ALBAYRAK A., Basgut B., AYGENCEL BIKMAZ Ş. G., KARAHALİL B.

BMC HEALTH SERVICES RESEARCH, cilt.22, sa.1, 2022 (SCI-Expanded) identifier identifier identifier

  • Yayın Türü: Makale / Tam Makale
  • Cilt numarası: 22 Sayı: 1
  • Basım Tarihi: 2022
  • Doi Numarası: 10.1186/s12913-022-07494-5
  • Dergi Adı: BMC HEALTH SERVICES RESEARCH
  • Derginin Tarandığı İndeksler: Science Citation Index Expanded (SCI-EXPANDED), Scopus, Academic Search Premier, ABI/INFORM, CAB Abstracts, CINAHL, EMBASE, MEDLINE, Veterinary Science Database, Directory of Open Access Journals
  • Anahtar Kelimeler: Clinical pharmacist, Drug-related problem, Intensive care unit, PCNE, Adverse drug events, Pharmaceutical care, MEDICATION ERRORS, INTERVENTIONS, EVENTS
  • Gazi Üniversitesi Adresli: Evet

Özet

Background Critically ill patients treated in the intensive care units (ICUs) often suffer from side effects and drug-related problems (DRPs) that can be life-threatening. A way to prevent DRPs and improve drug safety and efficacy is to include clinical pharmacists in the clinical team. This study aims to evaluate the classification of drug-related problems and the implementation of clinical pharmacy services by a clinical pharmacist in the ICU of a university hospital in Turkey. Methods This study was carried out prospectively between December 2020 and July 2021 in Gazi University Medical Faculty Hospital Internal Diseases ICU. All patients hospitalized in the intensive care unit for more than 24 h were included in the study. During the study, the clinical pharmacist's interventions and other clinical services for patients were recorded. DRPs were classed according to the Pharmaceutical Care Network Europe V.8.02. Results A total of 151 patients were included during the study period corresponding to 2264 patient-days.

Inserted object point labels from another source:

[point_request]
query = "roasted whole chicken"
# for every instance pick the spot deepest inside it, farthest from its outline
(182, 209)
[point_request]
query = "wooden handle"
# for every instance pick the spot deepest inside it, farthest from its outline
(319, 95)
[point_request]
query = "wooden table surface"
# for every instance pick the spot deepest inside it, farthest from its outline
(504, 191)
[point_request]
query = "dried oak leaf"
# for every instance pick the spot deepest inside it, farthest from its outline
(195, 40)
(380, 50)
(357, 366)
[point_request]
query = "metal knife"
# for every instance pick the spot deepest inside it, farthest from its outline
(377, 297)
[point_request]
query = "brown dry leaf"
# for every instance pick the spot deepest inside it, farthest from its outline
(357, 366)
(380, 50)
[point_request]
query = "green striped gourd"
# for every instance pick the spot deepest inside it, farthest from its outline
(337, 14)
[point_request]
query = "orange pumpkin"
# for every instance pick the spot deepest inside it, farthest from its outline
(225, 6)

Patients with DRPs had a longer hospital stay and a higher mortality rate (p < 0.05). 108 patients had at least one DRP and the total number of DRPs was 206. There was an average of 1.36 DRPs per patient, 71.5% of patients experienced DRP and 89.22 DRPs per 1000 patient-days. A total of 35 ADEs were observed in 32 patients. ADE incidence was per 1000 patient-days 15.45. ADEs were caused by nephrotoxicity (48.57%), electrolyte disorders (17.14%), drug-induced thrombocytopenia (17.14%), liver enzyme increase (8.57%) and other causes (8.57%). Drug selection (40.29%) and dose selection (54.36%) constituted most of the causes of DRPs. Dose change was the highest percentage of planned interventions with a rate of 56.79%. Intervention was accepted at a rate of 90.8% and it was fully implemented. Conclusion In this study, the importance of the clinical pharmacist in the determination and analysis of DRPs was emphasized. Clinical pharmacy services like the one described should be implemented widely to increase patient safety.